HOW HAS THE AUSTRALIAN NEWS MEDIA INDUSTRY BEEN AFFECTED BY THE COVID-19 PANDEMIC?
Across the Australian media industry, we have seen job losses and belt-tightening in response to shrinking advertising spending during the pandemic. At the same time, many mastheads have reported record readership and growth in subscriptions. As the number of COVID-19 cases reduces, we are seeing signs of recovery.
WHAT IS IT LIKE TO COVER TWO-STATE WIDE ELECTIONS DURING A PANDEMIC?
The first one, the Queensland council election, was held at the height of COVID-19 community transmission. While we are well-versed in covering elections, the pandemic creates particular challenges given the rules on maintaining physical distancing and curbing non-essential travel. Traditionally, voters tend to sharpen their focus on elections close to polling day but more than half has already voted in this instance so that has implications for the roll-out of our election coverage. The electoral commission’s system also failed on election night so we had few immediate results to share with readers.

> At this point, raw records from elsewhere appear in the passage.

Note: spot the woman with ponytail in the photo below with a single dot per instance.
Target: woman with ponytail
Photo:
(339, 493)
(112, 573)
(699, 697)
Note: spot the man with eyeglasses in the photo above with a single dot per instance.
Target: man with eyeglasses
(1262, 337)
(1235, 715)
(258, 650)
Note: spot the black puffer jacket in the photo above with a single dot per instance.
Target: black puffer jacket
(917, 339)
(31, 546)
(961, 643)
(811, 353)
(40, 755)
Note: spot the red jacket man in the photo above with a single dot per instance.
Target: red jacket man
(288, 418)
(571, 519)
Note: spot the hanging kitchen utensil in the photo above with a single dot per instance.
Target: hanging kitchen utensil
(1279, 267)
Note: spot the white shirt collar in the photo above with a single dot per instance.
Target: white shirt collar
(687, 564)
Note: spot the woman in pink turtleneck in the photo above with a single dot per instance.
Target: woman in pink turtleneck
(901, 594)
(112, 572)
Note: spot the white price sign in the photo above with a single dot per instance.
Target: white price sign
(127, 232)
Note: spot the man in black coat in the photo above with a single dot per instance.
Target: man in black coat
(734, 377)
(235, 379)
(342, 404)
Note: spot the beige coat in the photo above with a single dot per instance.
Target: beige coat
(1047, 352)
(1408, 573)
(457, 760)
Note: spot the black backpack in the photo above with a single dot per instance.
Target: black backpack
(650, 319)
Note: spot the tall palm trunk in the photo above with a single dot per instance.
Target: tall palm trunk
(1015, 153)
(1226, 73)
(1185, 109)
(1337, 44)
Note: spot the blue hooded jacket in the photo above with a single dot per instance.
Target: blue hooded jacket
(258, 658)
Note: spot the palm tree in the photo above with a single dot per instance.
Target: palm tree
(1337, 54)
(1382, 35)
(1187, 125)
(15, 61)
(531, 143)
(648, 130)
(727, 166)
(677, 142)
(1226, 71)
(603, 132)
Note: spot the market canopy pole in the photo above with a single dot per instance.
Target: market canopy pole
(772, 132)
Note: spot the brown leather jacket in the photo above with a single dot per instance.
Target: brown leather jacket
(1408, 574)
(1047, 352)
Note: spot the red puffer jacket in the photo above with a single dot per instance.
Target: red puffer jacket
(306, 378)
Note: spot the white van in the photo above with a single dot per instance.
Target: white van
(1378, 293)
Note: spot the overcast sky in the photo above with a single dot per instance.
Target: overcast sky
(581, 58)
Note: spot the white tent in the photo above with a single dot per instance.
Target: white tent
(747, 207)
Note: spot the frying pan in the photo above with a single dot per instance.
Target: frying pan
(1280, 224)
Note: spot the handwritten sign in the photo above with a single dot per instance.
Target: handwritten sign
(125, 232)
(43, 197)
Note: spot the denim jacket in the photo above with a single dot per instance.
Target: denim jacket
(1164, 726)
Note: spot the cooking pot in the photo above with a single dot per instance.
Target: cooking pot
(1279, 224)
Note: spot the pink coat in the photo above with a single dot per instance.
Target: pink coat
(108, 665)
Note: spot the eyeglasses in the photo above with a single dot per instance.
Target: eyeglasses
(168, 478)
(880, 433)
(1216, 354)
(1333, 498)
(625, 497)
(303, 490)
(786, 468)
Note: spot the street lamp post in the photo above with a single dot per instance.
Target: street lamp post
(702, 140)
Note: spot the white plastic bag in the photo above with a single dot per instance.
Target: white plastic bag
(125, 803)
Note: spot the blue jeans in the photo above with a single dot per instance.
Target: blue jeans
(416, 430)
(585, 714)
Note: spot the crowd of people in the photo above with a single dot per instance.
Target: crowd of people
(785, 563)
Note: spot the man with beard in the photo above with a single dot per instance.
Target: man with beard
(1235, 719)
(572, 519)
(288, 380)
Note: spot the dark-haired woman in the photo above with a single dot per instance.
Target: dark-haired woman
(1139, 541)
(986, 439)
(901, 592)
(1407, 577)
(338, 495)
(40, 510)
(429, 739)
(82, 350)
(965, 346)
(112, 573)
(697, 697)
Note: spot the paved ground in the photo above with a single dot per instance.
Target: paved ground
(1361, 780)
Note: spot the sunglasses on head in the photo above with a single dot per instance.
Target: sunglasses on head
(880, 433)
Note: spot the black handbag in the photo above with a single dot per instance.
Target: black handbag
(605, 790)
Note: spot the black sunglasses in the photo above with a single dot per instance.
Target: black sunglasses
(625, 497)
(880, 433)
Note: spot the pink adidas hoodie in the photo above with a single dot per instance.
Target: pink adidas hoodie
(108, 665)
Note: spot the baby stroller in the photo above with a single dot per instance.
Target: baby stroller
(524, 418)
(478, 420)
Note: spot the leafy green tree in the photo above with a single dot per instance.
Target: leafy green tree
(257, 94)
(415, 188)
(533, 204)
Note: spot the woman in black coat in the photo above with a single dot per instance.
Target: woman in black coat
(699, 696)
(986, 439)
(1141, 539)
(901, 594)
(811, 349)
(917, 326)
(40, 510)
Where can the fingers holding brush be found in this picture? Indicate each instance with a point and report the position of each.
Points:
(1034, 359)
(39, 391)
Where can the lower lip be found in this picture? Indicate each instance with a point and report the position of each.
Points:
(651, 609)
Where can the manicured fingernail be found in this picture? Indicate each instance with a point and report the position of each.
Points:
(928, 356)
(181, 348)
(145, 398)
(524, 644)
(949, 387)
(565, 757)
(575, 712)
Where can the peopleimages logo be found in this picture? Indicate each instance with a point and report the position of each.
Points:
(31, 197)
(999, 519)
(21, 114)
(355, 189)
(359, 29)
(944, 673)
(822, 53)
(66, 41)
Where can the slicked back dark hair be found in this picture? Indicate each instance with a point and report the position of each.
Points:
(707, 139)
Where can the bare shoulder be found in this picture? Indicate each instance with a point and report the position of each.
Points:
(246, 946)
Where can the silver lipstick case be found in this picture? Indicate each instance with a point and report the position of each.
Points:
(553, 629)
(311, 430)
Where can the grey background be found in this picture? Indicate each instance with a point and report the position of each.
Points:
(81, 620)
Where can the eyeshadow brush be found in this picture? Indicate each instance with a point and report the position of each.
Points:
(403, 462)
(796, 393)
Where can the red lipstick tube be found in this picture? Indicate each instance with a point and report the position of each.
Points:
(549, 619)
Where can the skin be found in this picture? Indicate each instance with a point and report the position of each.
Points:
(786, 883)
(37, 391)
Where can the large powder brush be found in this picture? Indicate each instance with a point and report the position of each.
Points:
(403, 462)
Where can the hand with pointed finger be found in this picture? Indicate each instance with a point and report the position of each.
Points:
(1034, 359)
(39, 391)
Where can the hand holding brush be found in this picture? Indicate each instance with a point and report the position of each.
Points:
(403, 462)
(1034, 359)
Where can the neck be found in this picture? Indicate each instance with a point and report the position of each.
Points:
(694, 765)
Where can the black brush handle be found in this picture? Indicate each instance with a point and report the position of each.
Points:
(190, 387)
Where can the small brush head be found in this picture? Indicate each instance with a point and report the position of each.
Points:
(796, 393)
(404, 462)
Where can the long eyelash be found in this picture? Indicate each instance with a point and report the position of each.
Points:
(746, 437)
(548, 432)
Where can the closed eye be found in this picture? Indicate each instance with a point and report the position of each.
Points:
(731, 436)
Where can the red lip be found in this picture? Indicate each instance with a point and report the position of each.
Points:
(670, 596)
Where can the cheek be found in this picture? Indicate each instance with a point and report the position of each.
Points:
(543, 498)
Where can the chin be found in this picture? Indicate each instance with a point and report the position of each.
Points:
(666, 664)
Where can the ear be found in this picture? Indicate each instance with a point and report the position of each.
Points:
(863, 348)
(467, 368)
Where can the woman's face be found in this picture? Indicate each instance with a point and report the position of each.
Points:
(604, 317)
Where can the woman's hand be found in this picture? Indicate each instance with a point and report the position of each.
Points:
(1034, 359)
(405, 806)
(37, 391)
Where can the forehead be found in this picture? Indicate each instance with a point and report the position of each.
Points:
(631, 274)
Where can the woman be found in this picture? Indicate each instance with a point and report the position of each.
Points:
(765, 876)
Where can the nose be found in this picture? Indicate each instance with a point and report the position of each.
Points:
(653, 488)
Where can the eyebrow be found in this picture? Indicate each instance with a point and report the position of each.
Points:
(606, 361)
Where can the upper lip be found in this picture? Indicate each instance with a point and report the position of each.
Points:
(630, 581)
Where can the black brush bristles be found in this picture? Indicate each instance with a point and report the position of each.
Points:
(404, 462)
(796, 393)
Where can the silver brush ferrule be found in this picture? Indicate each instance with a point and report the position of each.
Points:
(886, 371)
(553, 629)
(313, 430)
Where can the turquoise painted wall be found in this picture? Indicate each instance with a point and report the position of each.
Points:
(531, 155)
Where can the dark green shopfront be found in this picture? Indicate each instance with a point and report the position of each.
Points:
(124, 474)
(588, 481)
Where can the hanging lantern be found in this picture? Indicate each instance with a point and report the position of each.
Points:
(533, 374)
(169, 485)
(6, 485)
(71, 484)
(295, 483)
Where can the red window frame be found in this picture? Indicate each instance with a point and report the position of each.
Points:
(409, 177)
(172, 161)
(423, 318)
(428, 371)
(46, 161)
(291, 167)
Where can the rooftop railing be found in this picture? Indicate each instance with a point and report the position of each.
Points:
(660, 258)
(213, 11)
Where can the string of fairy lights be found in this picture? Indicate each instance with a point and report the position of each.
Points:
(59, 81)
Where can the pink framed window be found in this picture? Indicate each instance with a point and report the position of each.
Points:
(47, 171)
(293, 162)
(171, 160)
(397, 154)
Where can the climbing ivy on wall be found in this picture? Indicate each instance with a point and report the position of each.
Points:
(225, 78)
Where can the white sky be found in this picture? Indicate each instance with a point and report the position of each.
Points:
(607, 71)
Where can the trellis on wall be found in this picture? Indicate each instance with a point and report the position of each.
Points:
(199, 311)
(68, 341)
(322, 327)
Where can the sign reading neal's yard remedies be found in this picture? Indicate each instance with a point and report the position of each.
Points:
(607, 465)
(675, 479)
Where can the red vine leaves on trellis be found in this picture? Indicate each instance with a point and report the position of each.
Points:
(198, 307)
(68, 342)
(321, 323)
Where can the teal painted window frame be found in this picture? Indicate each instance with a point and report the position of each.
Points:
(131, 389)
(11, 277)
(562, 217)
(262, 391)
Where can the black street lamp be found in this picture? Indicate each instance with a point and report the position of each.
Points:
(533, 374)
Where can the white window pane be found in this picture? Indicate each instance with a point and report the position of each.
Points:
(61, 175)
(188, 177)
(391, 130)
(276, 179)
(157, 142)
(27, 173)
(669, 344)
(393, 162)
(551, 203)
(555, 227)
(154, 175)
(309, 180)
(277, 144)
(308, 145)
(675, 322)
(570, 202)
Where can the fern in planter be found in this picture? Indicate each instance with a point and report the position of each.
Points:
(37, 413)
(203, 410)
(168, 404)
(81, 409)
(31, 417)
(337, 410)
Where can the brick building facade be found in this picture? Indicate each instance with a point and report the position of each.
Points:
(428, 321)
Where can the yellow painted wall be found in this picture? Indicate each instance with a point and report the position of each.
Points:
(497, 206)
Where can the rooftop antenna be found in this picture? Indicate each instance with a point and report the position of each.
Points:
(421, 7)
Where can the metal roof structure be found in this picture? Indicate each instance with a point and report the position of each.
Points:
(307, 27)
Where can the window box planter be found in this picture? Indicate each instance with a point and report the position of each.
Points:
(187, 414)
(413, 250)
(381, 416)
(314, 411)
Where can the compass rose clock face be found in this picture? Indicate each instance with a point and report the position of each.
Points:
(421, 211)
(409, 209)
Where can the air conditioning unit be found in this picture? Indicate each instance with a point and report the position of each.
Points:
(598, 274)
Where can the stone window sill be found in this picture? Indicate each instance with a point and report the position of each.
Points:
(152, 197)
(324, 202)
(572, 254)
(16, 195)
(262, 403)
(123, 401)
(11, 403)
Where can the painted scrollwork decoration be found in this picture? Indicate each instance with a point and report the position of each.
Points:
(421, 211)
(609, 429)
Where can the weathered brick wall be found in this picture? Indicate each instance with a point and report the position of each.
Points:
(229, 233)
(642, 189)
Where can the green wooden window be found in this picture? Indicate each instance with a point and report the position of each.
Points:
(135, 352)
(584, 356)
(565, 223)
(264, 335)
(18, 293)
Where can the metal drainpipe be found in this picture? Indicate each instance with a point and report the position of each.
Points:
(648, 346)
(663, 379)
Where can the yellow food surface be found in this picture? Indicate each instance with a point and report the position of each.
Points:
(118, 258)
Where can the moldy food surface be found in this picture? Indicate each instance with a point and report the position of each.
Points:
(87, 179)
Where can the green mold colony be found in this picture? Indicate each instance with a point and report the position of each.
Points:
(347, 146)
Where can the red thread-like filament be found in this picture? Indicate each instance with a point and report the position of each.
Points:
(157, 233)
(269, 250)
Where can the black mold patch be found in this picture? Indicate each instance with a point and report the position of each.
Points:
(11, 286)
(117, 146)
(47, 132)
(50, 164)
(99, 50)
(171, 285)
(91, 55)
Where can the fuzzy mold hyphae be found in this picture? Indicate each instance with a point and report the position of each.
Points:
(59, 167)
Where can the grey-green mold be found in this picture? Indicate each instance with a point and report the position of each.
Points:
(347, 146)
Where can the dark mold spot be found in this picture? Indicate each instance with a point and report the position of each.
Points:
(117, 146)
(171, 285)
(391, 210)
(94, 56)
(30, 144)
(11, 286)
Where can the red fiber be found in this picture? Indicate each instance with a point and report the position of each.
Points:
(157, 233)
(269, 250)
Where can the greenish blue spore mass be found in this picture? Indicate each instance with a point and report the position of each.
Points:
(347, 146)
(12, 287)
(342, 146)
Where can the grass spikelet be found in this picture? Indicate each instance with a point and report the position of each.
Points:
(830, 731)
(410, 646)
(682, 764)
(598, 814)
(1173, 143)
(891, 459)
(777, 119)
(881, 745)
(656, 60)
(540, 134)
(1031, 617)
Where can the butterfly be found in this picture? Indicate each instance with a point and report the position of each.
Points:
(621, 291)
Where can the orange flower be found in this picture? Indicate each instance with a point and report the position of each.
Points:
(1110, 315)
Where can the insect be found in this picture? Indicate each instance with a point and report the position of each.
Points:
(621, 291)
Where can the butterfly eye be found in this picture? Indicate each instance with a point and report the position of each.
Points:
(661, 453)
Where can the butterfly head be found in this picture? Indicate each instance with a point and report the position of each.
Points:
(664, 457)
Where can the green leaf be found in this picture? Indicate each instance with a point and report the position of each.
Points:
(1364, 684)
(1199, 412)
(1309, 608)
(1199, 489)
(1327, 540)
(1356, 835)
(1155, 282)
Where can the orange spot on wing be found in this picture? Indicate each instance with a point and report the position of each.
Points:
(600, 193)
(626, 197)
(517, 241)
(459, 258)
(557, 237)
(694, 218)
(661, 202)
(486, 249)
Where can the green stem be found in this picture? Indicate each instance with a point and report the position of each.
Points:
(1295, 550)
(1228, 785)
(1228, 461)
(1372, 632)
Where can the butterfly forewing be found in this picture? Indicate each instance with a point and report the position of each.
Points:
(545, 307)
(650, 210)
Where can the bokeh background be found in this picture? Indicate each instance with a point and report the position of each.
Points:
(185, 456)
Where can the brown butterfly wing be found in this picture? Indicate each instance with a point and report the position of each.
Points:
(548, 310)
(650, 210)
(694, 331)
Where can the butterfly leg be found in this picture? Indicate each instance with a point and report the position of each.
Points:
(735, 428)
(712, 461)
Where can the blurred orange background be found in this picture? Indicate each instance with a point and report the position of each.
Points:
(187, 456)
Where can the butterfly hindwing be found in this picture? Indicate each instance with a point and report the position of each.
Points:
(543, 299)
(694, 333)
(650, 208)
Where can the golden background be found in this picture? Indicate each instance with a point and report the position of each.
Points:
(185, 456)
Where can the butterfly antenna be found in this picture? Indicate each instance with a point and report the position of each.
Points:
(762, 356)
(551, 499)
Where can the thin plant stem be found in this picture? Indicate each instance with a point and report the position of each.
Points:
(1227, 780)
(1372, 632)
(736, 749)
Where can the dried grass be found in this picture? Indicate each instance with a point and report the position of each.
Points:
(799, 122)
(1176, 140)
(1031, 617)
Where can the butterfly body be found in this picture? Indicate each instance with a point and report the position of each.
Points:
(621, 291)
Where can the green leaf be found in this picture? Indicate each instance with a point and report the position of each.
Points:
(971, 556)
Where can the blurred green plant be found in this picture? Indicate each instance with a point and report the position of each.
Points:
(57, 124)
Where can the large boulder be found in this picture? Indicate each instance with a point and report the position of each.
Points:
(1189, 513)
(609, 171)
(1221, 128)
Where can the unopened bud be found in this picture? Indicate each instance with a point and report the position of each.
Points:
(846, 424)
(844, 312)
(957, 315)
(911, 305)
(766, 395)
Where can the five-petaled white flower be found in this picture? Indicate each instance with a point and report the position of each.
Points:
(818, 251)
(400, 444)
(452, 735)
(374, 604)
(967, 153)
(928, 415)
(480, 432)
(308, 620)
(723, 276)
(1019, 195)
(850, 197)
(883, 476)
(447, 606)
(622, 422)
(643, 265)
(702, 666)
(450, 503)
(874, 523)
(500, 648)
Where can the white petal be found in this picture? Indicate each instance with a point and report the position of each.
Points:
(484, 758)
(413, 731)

We’re still in the grip of a pandemic for the October 31 state election but COVID-19 community transmission is rare. In light of the early voting trend, we have launched our special election content in week one of the campaigns including Poll Call, our interactive seat guide, Marginal Street, and Ask a Reporter.
At a time when people can feel disconnected, we have placed a premium on community engagement. On day one of the campaign, I shared our approach with readers and responded directly to their comments and questions.
WHAT TOOLS OR METHOD WILL YOU UNDERTAKE THAT WILL ALLOW YOU AND YOUR TEAM TO EFFECTIVELY COVER TWO STATE-WIDE ELECTIONS? HOW WILL YOU CONSIDER IT AS A SUCCESS?
We have extensively used Slack for team communications and Google Docs for planning and coordination. We are using a range of tools for reporting including live blogging, a tips portal, a reader poll platform, and an infographic and chart making site. I will consider it a success if readers find our election coverage engaging, informative, and essential.
WITHOUT BEING TOO POLITICAL, DO YOU THINK THERE WILL BE NEW NORMS ESTABLISHED IN POLITICAL AND ELECTION NEWS COVERAGE? WHAT IS YOUR TEAM DOING NOW TO ADAPT?
I’m not sure this is quite a norm but the reliability of political polling has been under sustained scrutiny since the recent US and Australian election results defied predictions.
Savvy media outlets have reflected on whether they are effectively listening to the communities who helped deliver those victories and how it impacts on their masthead’s approach to political and election news coverage.
On a related theme, mastheads are jostling for attention in an increasingly crowded environment. Mark Twain once warned “never pick a fight with people who buy ink by the barrel”; now anyone with an internet connection and a social media account can be a publisher. Why would an editorial declaring who should win the election have more sway over a voter than the views of a trusted friend or family member?
Against this backdrop, we focus on building and maintaining trust with our readers, offering distinctive content that informs and engages, and using tools to easily connect with our community.
WHEN WE LAST SPOKE, YOUR TEAM WAS INVESTING MORE IN ORIGINAL LOCAL BEATS. HOW CAN THIS BE BROUGHT TO LIGHT? WHAT IMPACT WILL GOOGLE’S AND FACEBOOK’S REBUTTLE HAVE IN DISTURBING LOCAL NEWS?
While there are core topics that must be covered, we examine our beats periodically to ensure our focus remains relevant. We have a loyal readership who tends to come directly to Brisbane Times but search and social remain important. In terms of the Australian Government asking Google and Facebook to pay media companies for the news the platforms use, I think the negotiations are still in the early phase and it’s a case of watch this space.
WHAT IS YOUR ADVICE TO NEW GRADUATES CONSIDERING A CAREER IN JOURNALISM?
Be tenacious and curious, read widely, seek out opportunities to develop new skills throughout your career, and always have a long list of story ideas.